# First Victorian "Elite" member



## Dodge (Oct 12, 2005)

Congratulations PeterJ on becoming the first Victorian as an elite member, have enjoyed your input, and thanks mate :wink:


----------



## PeterJ (Aug 29, 2005)

*CHEERS*


----------



## hairymick (Oct 18, 2005)

Yeah Peter,

Well done mate. Your posts are allways well considered, a good read and informative. I look forward to the next thousand mate.


----------



## PoddyMullet (Aug 29, 2005)

And thanks muchly on the launch/map/fishy spot info on various occaisons. 3 cheers


----------



## hoit (Aug 29, 2005)

Hi Peter,

congrats on the 1000 posts. Will we see you out on the water in your new yak soon.

Regards
Grant


----------



## YakAtak (Mar 13, 2006)

Dodge said:


> Congratulations PeterJ on becoming the first Victorian as an elite member, have enjoyed your input, and thanks mate :wink:


----------



## Dodge (Oct 12, 2005)

YakAtak said:


>


YA seeing you are using one of my wife's old scripts you will really have to grovel to get a fourth glass of port at bigW on the cool Saturday12th night :lol: :lol: :lol:


----------



## YakAtak (Mar 13, 2006)

Hehe, that smilie is a very popular one on a few other forums that I regularly visit, and thought this a prime oportunity to introduce it here.


----------



## Russ (Feb 24, 2006)

Bloody vic's their alway's stickin their bib's in :lol:

On a serious note PeterJ :roll: it is testimony to the professionalism and support afforded this site that we have members such as yourself and others that reach this milestone, which give beginners such as myself the opportunity to gain the neccessary experience that we need to challenge this great sport. Without the Elite members who form the backbone of site's such as this we would most likely be,

Up a creek without a paddle :lol: Yeh Yeh I liked that to 8) 
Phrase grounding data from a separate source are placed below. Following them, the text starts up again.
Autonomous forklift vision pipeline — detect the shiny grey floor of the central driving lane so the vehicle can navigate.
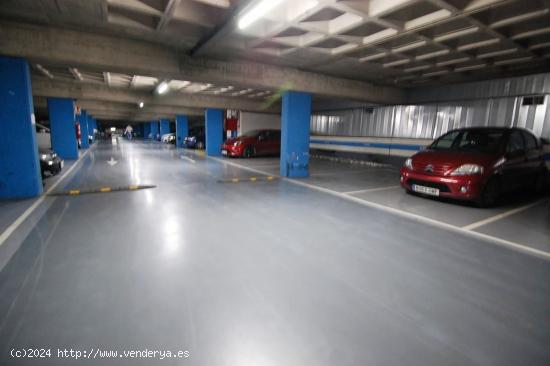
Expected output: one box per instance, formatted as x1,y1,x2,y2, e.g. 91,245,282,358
0,142,550,366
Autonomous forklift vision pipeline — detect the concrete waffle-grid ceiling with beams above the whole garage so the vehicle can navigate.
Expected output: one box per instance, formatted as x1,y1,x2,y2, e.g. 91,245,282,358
0,0,550,123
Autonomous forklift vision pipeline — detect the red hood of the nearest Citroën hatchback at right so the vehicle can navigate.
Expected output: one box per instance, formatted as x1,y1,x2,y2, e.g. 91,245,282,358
412,150,497,168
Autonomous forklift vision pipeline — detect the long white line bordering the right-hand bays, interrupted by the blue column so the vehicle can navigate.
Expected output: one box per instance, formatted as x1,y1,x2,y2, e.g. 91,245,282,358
216,157,550,260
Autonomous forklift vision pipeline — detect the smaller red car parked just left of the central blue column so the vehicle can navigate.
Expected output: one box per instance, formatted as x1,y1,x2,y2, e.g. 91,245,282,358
222,130,281,158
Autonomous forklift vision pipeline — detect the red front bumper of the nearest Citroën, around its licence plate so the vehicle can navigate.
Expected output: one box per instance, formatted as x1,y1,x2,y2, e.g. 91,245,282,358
400,168,485,201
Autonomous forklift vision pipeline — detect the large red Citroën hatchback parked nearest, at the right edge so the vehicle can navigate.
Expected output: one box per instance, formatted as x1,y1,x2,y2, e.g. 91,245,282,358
401,128,547,207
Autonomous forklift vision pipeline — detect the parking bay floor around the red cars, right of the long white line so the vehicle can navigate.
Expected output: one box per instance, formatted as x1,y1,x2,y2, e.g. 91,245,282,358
224,158,550,255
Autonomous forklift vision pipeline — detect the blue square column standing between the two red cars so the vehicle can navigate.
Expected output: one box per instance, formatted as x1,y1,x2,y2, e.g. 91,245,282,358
280,91,311,178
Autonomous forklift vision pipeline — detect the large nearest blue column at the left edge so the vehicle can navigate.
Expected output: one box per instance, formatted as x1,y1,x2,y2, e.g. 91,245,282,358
0,56,42,198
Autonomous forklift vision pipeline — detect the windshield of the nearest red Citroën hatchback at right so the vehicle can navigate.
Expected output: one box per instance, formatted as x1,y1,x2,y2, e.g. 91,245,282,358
429,129,504,153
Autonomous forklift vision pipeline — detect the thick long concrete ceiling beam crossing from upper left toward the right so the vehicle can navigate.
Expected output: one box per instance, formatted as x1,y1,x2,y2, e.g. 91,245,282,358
0,21,405,103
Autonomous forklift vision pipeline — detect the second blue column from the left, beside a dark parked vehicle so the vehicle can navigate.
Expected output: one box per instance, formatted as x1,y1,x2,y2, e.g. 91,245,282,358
48,98,78,160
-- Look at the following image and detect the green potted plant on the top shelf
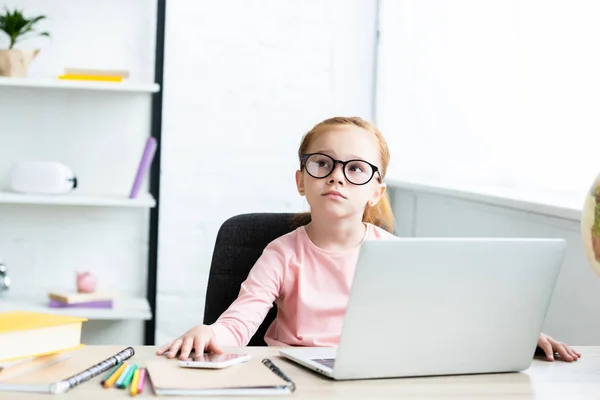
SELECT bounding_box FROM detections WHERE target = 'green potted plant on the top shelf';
[0,7,50,77]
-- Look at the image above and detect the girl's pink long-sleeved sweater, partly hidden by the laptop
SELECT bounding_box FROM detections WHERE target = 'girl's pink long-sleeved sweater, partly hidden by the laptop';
[212,224,395,346]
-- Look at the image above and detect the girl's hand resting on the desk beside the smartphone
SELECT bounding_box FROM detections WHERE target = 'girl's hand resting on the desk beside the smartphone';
[156,325,223,360]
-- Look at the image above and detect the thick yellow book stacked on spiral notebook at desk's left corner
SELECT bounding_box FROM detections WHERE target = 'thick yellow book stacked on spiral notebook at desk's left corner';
[0,311,137,399]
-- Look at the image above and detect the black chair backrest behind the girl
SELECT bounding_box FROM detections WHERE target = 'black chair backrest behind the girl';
[204,213,299,346]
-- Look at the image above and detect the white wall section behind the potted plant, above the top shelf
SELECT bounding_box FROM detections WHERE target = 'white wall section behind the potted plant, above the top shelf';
[0,0,156,82]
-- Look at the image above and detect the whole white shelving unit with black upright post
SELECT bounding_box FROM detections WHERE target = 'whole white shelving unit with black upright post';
[0,0,166,345]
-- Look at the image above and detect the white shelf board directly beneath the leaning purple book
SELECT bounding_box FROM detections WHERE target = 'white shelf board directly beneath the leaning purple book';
[0,192,156,208]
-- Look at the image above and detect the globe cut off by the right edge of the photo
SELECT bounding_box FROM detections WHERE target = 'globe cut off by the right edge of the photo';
[581,174,600,276]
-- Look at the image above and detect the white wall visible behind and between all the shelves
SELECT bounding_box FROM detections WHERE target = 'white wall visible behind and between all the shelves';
[0,0,156,344]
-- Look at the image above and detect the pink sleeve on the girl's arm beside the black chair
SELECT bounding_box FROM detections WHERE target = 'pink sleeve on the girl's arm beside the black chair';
[211,243,286,346]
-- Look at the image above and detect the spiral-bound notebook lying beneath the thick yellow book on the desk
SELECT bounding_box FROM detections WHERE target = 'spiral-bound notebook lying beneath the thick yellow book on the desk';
[0,346,135,394]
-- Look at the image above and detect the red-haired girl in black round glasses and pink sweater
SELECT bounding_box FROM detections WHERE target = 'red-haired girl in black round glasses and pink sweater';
[157,117,580,361]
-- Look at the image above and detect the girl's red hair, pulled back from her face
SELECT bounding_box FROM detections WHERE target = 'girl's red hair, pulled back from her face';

Congrats mate to you, and well down to all the elite members on this site.
and the rest of us to  
Now lets all have a group hug :wink:

 fishing Russ


----------



## Dodge (Oct 12, 2005)

Russ said:


> Now lets all have a group hug :wink:
> Russ


Russ from these comments can you confirm that a toyboy is plastic :shock:


----------



## PeterJ (Aug 29, 2005)

Yeah has taken a while, i guess i had other things to look after for a while there.
 
Thanks Occy 

Crikey Russ :shock:


----------



## Russ (Feb 24, 2006)

Dodge my ToyBoy's will be anything I want them to be 

Except a stink boat :twisted: I will never stoop to that sought of sordid trashy behaviour :roll:

then again

Take Troppo for example there are some issue's there I feel  I mean I think.

 fishing Russ


----------



## Guest (Jul 6, 2006)

Well done Peter 

We're seeing a few 'Granders' on here lately!!.......


----------



## rawprawn (Aug 31, 2005)

Good one Mr Duck


----------



## troppo (Feb 1, 2006)

PeterJ, congratulations. I don't know if I have read all ya 1000 posts, but I have enjoyed the ones I have read. Hope the rarified atmosphere of celibrity status doesn't make you too giddy! A little giddiness is okay, but too much increases the risk of yak capsize. All the best!!


----------



## Kevin (Aug 29, 2005)

Well Peter you certainly streaked ahead of the Mango field on this one. Poddy's coming a distant second.

I am still to meet you however I feel that I know you quite well thru the 1000+ interesting and informative posts.


----------



## PeterJ (Aug 29, 2005)

8)


----------